Background/Aim: Several studies have described that oxytocin exerts stimulatory or inhibitory effects on gut functions. Recently, mRNA for oxytocin and its receptor was found throughout the entire human gastrointestinal (GI) tract. The aim of this study was to examine the cellular localization and distribution of the corresponding proteins. Material and methods: Full-thickness biopsies from 24 patients, covering the entire GI tract, were collected during operations at the Department of Surgery in Malmo and Lund. The biopsies were taken from non-affected margins. The biopsies were fixed by immersion, rinsed in buffered sucrose, and kept frozen at -70 degrees C. Indirect immunofluorescence with primary antibodies to oxytocin and its receptor was used. Results: Oxytocin was expressed in nerve cell bodies and nerve fibres in the myenteric and submucous ganglia all along the GI tract. Immunoreactive nerve cell bodies in myenteric ganglia predominated in the proximal (antrum and duodenum) and distal gut, while those in the submucous ganglia were more numerous in the ileum and colon. The oxytocin receptor was not detectable by two different antibodies in any tissue in the GI tract. Conclusion: Oxytocin is expressed in the myenteric and submucous ganglia and nerve fibres along the entire human GI tract.
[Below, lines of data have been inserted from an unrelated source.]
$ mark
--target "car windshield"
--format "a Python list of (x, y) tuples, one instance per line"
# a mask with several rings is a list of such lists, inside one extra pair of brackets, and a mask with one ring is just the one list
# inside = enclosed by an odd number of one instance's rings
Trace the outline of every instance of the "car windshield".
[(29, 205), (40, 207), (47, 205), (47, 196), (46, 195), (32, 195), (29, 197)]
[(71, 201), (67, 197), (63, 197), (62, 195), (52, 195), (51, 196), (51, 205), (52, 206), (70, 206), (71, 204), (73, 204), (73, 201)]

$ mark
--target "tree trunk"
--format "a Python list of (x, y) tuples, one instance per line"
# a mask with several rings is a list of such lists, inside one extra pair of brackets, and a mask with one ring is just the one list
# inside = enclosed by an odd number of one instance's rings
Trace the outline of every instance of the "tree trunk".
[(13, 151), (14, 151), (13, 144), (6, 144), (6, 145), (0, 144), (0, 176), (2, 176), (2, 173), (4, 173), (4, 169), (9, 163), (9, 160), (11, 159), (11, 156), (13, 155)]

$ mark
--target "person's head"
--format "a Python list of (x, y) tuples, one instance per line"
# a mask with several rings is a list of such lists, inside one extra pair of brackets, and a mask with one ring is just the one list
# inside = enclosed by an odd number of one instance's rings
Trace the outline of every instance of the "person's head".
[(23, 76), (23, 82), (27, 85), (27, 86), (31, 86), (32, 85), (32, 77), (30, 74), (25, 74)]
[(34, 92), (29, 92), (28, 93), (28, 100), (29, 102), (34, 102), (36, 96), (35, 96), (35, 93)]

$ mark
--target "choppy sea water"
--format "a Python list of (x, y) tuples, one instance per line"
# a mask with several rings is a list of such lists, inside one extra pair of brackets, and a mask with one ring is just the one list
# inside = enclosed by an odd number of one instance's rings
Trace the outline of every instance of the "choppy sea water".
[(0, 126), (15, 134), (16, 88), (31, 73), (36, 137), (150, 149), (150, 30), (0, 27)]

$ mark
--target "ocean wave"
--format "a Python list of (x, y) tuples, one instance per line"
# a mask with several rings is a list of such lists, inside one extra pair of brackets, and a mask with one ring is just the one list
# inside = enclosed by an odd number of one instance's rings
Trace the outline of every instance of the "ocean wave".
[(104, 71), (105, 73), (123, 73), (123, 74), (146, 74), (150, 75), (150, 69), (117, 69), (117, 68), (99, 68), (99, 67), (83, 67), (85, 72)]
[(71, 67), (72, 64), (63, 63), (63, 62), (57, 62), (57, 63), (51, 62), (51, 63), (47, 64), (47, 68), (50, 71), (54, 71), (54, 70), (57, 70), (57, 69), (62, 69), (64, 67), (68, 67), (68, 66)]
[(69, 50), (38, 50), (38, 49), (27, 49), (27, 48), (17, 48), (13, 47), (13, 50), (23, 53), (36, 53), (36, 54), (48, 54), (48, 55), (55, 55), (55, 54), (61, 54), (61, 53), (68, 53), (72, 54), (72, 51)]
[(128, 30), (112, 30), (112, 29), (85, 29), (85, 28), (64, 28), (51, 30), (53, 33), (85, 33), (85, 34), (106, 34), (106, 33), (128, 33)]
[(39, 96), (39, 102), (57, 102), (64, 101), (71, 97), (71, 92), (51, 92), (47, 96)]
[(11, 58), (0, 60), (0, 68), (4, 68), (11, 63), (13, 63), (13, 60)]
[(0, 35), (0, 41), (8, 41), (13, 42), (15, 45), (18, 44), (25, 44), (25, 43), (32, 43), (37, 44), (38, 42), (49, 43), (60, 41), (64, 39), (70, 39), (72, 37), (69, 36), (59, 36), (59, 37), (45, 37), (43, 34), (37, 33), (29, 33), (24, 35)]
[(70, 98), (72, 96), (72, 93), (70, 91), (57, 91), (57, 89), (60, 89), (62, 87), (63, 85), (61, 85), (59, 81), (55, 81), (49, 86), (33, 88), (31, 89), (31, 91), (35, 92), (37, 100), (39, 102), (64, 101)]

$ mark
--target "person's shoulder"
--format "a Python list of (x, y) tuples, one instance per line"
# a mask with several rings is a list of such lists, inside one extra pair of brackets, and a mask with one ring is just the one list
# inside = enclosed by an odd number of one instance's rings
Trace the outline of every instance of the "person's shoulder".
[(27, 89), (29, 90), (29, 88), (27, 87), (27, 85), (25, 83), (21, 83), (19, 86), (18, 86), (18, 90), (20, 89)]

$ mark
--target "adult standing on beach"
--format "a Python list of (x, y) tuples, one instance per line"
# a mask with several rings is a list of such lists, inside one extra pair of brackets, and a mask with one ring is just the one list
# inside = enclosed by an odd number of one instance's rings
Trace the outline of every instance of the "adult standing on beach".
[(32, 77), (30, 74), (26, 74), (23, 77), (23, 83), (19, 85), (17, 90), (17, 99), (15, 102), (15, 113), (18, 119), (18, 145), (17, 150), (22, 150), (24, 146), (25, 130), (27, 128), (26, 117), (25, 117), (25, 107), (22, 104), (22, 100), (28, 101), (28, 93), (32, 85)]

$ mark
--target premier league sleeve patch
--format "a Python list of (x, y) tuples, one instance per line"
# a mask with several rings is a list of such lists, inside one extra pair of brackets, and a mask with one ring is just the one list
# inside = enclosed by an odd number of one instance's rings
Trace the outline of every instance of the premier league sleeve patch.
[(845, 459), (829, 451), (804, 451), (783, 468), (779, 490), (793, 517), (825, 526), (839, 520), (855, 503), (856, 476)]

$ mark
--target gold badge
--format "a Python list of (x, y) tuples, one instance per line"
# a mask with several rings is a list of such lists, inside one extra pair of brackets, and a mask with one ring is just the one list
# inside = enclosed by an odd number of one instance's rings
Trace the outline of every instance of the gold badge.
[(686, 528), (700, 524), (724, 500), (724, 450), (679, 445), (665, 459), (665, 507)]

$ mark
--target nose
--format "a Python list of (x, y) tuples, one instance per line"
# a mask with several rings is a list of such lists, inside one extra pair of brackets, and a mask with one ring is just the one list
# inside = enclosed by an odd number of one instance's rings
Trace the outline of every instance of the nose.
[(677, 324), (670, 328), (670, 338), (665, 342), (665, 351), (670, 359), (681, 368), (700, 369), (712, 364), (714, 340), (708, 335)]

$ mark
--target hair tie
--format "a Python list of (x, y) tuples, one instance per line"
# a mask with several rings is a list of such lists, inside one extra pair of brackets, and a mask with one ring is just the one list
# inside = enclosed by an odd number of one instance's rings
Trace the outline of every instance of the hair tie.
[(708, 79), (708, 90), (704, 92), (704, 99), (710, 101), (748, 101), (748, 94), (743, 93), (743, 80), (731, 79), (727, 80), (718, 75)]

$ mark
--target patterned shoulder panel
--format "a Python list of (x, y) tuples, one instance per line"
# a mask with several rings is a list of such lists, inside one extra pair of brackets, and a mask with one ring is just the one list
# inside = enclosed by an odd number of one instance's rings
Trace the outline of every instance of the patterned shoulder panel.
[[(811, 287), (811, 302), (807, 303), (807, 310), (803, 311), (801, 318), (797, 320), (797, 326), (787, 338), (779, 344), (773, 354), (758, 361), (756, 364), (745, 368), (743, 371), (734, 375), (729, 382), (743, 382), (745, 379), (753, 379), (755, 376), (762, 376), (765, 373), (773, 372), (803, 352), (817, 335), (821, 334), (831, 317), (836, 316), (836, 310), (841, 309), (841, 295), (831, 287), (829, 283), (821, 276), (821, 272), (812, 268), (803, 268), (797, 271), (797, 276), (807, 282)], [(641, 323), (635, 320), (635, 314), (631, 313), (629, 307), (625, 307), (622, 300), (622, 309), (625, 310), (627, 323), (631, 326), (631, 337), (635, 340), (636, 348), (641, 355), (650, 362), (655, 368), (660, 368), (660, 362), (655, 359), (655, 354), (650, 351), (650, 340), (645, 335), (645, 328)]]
The role for oxytocin in the physiology and pathophysiology of the bowel remains to be settled. (c) 2006 Elsevier B.V. All rights reserved.
Original languageEnglish
Pages (from-to)7-11
JournalRegulatory Peptides
Volume135
Issue number2006 May 4
DOIs
Publication statusPublished - 2006

Bibliographical note

The information about affiliations in this record was updated in December 2015.
The record was previously connected to the following departments: Department of Clinical Sciences, Malmö (013240000), Surgery (Lund) (013009000), Neuroendocrine Cell Biology (013212008), Chronic Inflammatory and Degenerative Diseases Research Unit (013242530), Internal Medicine Research Unit (013242520)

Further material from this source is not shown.